Ramos-Horta, who won the Nobel prize after bringing the plight of
East Timor to the world’s attention, said Guterres had offered his
congratulations.
“I have met with (Fretilin leader) Mari Alkatiri, I went to his home
and I spoke again this morning on the telephone with Lu-Olo and with
other Fretilin leaders,” he said.
“The Fretilin leaders have congratulated me, and pledged to cooperate
with me and I to work with them.” Australian Prime Minister John Howard
congratulated Ramos-Horta, calling the Nobel laureate a “good friend of
Australia”, while New Zealand said it looked forward to working with the
new president to improve democracy in East Timor.

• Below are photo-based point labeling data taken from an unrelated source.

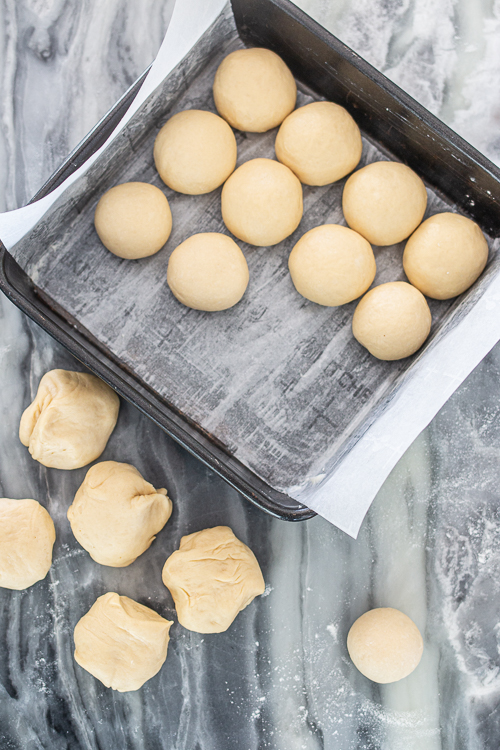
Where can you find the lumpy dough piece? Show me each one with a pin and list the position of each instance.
(212, 577)
(445, 255)
(69, 422)
(392, 320)
(332, 265)
(121, 642)
(254, 90)
(385, 645)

Both countries deployed troops to East Timor to quell violence last
year which left at least 37 people dead and forced 150,000 to flee their
homes. More than 30,000 remained displaced in Dili.
The unrest erupted after then prime minister Alkatiri dismissed
hundreds of army deserters. Firefights broke out between factions of the
military, and between the army and police, and degenerated into gang
violence.
Foreign peacekeepers guarded polling stations this week, backed up by
about 4,000 UN and local police, and remain on the streets in case of
trouble.
Ramos-Horta said he would be more aggressive as president than Gusmao
in working to improve the lives of the people in East Timor, which
remains one of the world’s poorest nations.
“President Xanana was a bit too passive when it came to exercising
his authority — too reactive rather than pro-active,” Ramos-Horta told
the BBC.
“In a sense, he never spoke out on budget issues. He never took
initiatives on the economic front. Well, I’m doing it. I intend to do
it,” he said.
“I will speak my mind on economic issues so I really influence the
decision-making by the government and by the parliament.”